Mais on aurait tort de ne considérer que ces guerres qui se disent sous forme de bombardements ou d’attentats, et que l’on couvre souvent d’un manteau religieux : il est d’autres guerres qui se vivent là, d’ordre économique, et elles se vivent aussi par morceaux. S’il existe une tectonique des plaques terrestres, dont l’équilibre est toujours instable et provisoire, il existe aussi une tectonique du développement, avec des zones économiques qui s’entrechoquent et se déplacent, en provoquant maints tremblements de terre : si l’on s’exile (le plus souvent contre son gré, ne l’oublions pas) pour fuir la persécution ou la guerre, laquelle est souvent en lien avec la crise économique, on le fait aussi pour trouver des conditions de vie décentes que l’on n’avait pas ou plus dans son pays d’origine.

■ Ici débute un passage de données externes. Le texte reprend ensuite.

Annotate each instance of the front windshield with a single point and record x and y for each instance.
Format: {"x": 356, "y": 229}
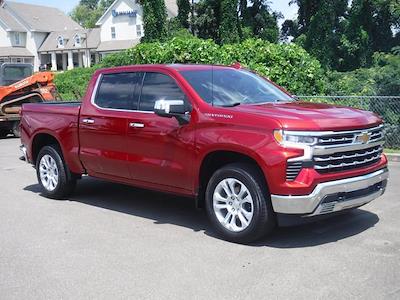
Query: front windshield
{"x": 230, "y": 87}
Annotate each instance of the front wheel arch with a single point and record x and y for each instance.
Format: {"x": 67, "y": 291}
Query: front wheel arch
{"x": 215, "y": 160}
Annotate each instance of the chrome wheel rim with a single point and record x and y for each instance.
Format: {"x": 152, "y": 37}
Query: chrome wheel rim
{"x": 233, "y": 204}
{"x": 48, "y": 172}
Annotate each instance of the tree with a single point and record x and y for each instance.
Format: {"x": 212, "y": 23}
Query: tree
{"x": 228, "y": 29}
{"x": 233, "y": 20}
{"x": 154, "y": 19}
{"x": 319, "y": 28}
{"x": 184, "y": 9}
{"x": 206, "y": 21}
{"x": 92, "y": 4}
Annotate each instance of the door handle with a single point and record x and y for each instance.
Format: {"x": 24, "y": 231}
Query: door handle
{"x": 88, "y": 121}
{"x": 136, "y": 125}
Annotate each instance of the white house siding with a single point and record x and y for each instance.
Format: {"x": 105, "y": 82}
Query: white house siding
{"x": 125, "y": 26}
{"x": 5, "y": 40}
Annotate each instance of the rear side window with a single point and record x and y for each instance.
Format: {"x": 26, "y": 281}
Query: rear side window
{"x": 117, "y": 91}
{"x": 157, "y": 86}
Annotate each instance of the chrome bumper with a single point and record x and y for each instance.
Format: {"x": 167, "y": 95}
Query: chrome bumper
{"x": 333, "y": 196}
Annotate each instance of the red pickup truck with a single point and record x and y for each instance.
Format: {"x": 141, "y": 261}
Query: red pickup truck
{"x": 245, "y": 149}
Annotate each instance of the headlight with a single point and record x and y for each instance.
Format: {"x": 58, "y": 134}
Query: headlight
{"x": 292, "y": 139}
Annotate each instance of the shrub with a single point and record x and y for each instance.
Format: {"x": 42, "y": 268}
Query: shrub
{"x": 288, "y": 65}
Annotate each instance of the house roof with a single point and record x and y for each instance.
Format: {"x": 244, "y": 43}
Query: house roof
{"x": 40, "y": 18}
{"x": 171, "y": 5}
{"x": 15, "y": 52}
{"x": 117, "y": 45}
{"x": 90, "y": 39}
{"x": 9, "y": 22}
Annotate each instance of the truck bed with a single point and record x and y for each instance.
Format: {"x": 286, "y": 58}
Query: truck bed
{"x": 65, "y": 108}
{"x": 58, "y": 118}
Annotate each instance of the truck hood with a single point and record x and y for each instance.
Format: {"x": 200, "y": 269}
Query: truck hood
{"x": 312, "y": 116}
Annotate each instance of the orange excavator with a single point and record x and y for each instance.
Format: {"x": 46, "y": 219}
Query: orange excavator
{"x": 18, "y": 85}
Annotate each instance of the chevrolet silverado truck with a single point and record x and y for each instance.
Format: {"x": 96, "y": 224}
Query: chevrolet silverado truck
{"x": 240, "y": 145}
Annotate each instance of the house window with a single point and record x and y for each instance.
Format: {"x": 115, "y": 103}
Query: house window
{"x": 78, "y": 40}
{"x": 17, "y": 38}
{"x": 60, "y": 42}
{"x": 113, "y": 34}
{"x": 139, "y": 30}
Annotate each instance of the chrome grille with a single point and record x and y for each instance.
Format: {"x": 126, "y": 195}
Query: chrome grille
{"x": 342, "y": 161}
{"x": 293, "y": 169}
{"x": 346, "y": 150}
{"x": 350, "y": 137}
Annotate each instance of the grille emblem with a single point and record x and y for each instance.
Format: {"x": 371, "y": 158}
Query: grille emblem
{"x": 363, "y": 138}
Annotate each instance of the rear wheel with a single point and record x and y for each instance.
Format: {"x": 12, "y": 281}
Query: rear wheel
{"x": 16, "y": 129}
{"x": 53, "y": 174}
{"x": 238, "y": 203}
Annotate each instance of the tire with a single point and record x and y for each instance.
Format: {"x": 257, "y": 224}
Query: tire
{"x": 16, "y": 130}
{"x": 253, "y": 206}
{"x": 60, "y": 181}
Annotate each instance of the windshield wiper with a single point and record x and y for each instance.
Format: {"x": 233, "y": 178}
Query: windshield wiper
{"x": 232, "y": 105}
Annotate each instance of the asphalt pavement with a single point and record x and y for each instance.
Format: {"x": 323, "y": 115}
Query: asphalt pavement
{"x": 110, "y": 241}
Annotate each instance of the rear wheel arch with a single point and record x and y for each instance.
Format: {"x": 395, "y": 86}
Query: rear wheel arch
{"x": 217, "y": 159}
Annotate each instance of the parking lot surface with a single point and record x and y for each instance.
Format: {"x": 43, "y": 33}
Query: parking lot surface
{"x": 110, "y": 241}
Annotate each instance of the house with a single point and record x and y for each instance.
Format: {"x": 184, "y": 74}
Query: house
{"x": 24, "y": 28}
{"x": 67, "y": 49}
{"x": 46, "y": 36}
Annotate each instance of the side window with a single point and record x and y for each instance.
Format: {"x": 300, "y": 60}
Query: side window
{"x": 117, "y": 91}
{"x": 157, "y": 86}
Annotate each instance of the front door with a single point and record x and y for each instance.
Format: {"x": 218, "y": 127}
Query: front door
{"x": 160, "y": 151}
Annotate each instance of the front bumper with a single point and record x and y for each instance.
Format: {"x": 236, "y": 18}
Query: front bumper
{"x": 333, "y": 196}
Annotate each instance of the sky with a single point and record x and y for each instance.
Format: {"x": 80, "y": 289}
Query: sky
{"x": 66, "y": 5}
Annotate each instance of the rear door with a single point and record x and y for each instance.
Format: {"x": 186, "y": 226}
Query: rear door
{"x": 160, "y": 151}
{"x": 104, "y": 123}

Si donc l’on veut trouver ou restaurer la paix, il serait illusoire de penser y parvenir sans garanties économiques, et sans doute, pour les pays les plus riches, sans une redistribution douloureuse de ces richesses : leur inégale répartition, l’accentuation des écarts au sein même de ces pays, finiront toujours par engendrer des violences, des déplacements de population, des « guerres par morceaux ».